The following are the main distinctions between a partnership firm and a company.
A company comes into existence only after its registration under the Companies Act, 1956. In case of partnership, the registration is not compulsory.
(2) Legal Status
A company is a legal person and regarded by law as a single person. A partnership is a collection of individual.
(3) Minimum number of persons
The minimum number of persons required to form a company is two in case of private companies and seven in the case of public companies. The minimum number of persons required to form a partnership is two.
(4) Maximum number of persons
A public company may have any number of members. In case of a private company the maximum number cannot be more than fifty. In trading partnership the maximum number of partners is twenty, in a banking business, the maximum number if ten.

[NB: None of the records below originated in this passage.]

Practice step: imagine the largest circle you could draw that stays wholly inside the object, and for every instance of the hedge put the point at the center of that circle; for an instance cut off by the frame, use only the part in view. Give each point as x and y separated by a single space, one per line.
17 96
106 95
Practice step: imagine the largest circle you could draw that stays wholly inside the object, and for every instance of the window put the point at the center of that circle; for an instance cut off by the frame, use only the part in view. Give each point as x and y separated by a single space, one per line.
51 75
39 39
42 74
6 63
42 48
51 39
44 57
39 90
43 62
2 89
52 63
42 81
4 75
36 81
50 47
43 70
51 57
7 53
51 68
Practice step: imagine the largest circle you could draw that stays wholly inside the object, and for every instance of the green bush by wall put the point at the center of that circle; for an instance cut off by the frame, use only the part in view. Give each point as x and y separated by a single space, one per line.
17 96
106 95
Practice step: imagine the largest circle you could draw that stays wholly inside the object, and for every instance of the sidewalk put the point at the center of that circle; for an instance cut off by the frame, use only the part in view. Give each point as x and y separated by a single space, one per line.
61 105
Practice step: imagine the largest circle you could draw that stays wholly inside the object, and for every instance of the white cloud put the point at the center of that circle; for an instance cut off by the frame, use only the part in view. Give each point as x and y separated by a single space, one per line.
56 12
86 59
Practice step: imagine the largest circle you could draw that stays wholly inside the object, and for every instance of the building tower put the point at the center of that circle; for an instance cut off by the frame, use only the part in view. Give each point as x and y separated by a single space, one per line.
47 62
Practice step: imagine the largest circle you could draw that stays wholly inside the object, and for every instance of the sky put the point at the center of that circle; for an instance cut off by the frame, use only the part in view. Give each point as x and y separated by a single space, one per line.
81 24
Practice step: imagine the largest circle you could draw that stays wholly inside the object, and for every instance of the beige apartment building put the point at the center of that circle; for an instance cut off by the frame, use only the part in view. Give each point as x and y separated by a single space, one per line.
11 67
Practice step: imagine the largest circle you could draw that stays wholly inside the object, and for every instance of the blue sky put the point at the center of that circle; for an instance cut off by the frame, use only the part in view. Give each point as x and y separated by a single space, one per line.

A shareholder can transfer his share without the consent of other shareholders. In case of partnership, a partner cannot transfer his share without the consent of other partners.
(6) Liability of members
The liability of the members of a company is limited whereas liability of partners for debts of a firm is unlimited.
7) Contractual capacity
The shareholders of a company can enter into contract with the company and can be employees of the company. Partners can contract with other partners but not with firm as a whole.
(8) Length of existence
The death or retirement of a partner dissolves the partnership. But company having legal existence can continue inspite of death and insolvency of the members. It has a perpetual existence.
9) Statutory obligations
A company is required to comply with various statutory obligations regarding management e.g.; filing balance sheet, maintaining prescribed registers. In case of partnership, there are no statutory obligations.
10) Authority of members
Management of a company vests in the hands of a few directors elected from amongst and by the shareholders. A shareholder has no say in the management. Whereas in the case of partnership all partners are entitled to share in the management of a firm. A partner is an agent of the firm and can bind it by his acts.
(11) Distribution of Profits
Profits of a firm are distributed in agreed proportion or equally in absence of agreement among the partners but profits in case of a company can be distributed according to the provision of the articles by the directors.
Audit in case of company is compulsory but in case of partnership firm it is not compulsory.